Plus, the story of autistic British man, Laurie Love, has been widely publicized. Accused of stealing data from various US government sites, he faces extradition to America and a possible 99-year prison sentence. Then there’s the ominous commentary relating to the potential for some kind of terrifying cyberwar between the US and Russia.
All the major, high-profile hacks that have come to light this year (the Yahoo! debacle, the 164 million LinkedIn users involved in a breach and the 360 million MySpace customers who found that their data was compromised) were the result of weak passwords that were cracked by hackers.
These incidents have resulted in a surge of information, published on the net, designed to help companies and individuals encrypt their online activities with effective passwords.
Insurance specialists Hiscox posted this handy password test, Financial Times published a ‘safe password quiz’ (which is based on this research paper) and Yahoo! Tech – rather ironically – provided us with this guide. Pretty useful stuff to separate your weak passwords (example: ‘p@ssword’) from your strong (jelly22fi$h***g4635) ones.
To get a wider perspective on why having a quality password is so important, we reached out to security expert, Ken Munro, a partner at security company Pen Test Partners, and a public speaker on the topic of cybersecurity.
Munro told Mobile Marketing Watch this week:
“I’ll start by saying this: I think that it is good that hacking is being covered in the mainstream media.
“Awareness of security issues is always a good thing.”
We asked Munro what sort of implications exist for the customers of businesses who do not use suitable passwords.
“In terms of the end user,” he says, “the implications are massive: becoming victims of direct fraud, having identities stolen or getting credit cards details pinched.”
“Also, collateral damage – when people use the same password for several websites. One account gets breached and then they all do.”

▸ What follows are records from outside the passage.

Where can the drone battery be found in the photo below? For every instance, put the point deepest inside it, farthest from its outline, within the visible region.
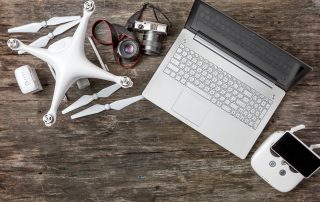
(27, 79)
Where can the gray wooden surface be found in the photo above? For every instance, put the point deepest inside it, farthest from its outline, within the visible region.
(142, 153)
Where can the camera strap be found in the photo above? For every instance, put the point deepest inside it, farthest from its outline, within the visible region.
(137, 15)
(115, 39)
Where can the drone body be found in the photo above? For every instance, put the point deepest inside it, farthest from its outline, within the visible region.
(69, 63)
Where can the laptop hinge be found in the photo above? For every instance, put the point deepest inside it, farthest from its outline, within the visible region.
(215, 47)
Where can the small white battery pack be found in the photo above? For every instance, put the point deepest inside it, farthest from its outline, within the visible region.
(27, 79)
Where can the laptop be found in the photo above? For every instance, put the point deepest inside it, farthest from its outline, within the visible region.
(222, 79)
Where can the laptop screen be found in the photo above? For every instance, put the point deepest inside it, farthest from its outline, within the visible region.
(263, 56)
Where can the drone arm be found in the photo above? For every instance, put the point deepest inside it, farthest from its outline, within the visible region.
(98, 73)
(40, 53)
(80, 34)
(61, 87)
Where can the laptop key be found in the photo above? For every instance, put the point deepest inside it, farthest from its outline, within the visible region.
(199, 91)
(226, 108)
(167, 71)
(172, 67)
(242, 104)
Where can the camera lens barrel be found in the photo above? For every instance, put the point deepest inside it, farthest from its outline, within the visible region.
(151, 42)
(128, 49)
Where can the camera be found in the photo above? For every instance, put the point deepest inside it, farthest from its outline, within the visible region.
(153, 34)
(128, 49)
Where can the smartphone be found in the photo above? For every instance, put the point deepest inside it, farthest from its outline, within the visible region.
(297, 154)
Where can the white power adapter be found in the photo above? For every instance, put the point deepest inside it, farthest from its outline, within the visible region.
(27, 79)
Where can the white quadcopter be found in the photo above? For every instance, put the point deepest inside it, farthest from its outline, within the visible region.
(68, 60)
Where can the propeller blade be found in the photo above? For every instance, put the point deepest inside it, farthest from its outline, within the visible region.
(120, 104)
(91, 110)
(32, 27)
(106, 92)
(83, 100)
(60, 20)
(36, 26)
(62, 28)
(39, 43)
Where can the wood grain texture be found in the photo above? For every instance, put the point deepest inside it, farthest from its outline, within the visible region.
(142, 153)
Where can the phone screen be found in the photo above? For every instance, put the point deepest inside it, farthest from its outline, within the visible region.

So, given the repercussions of a cyber attack, why don’t all businesses have this sort of thing covered? According to Munro, tackling the finer details of cyber security can put some businesses off implementing it altogether.
“We have to be careful not to make [online security] appear too complicated or too clever to businesses,” Munro told us. “Otherwise, they might think, ‘I’ll never be able to get my head around this so I won’t bother’.

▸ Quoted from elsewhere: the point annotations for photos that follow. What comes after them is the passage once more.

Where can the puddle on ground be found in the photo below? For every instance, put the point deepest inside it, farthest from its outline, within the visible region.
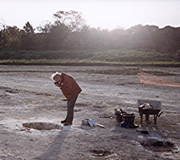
(159, 145)
(42, 126)
(100, 153)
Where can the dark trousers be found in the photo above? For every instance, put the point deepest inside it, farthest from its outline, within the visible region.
(70, 109)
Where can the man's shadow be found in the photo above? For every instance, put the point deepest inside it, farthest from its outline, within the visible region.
(55, 148)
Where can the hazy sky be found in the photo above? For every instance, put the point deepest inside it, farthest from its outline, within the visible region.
(108, 14)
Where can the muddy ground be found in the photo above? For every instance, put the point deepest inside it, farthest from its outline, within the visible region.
(27, 95)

“If they don’t take steps to secure themselves, they are just waiting for a denial-of-service attack or to be used as part of a botnet.”
Munro makes it clear that cyber safety is major issue for businesses, but what are the immediate steps for individuals worried about online security? According to this feature, published by BT, as long as you stick to a few basic rules when creating a password, you should be alright. Avoiding obvious words or combinations (like your name, home town or date of birth), and using at least 12 characters including a variety of letters, numbers and symbols, is a good start. And, as Hiscox succinctly outline in their password test, don’t give it away yourself.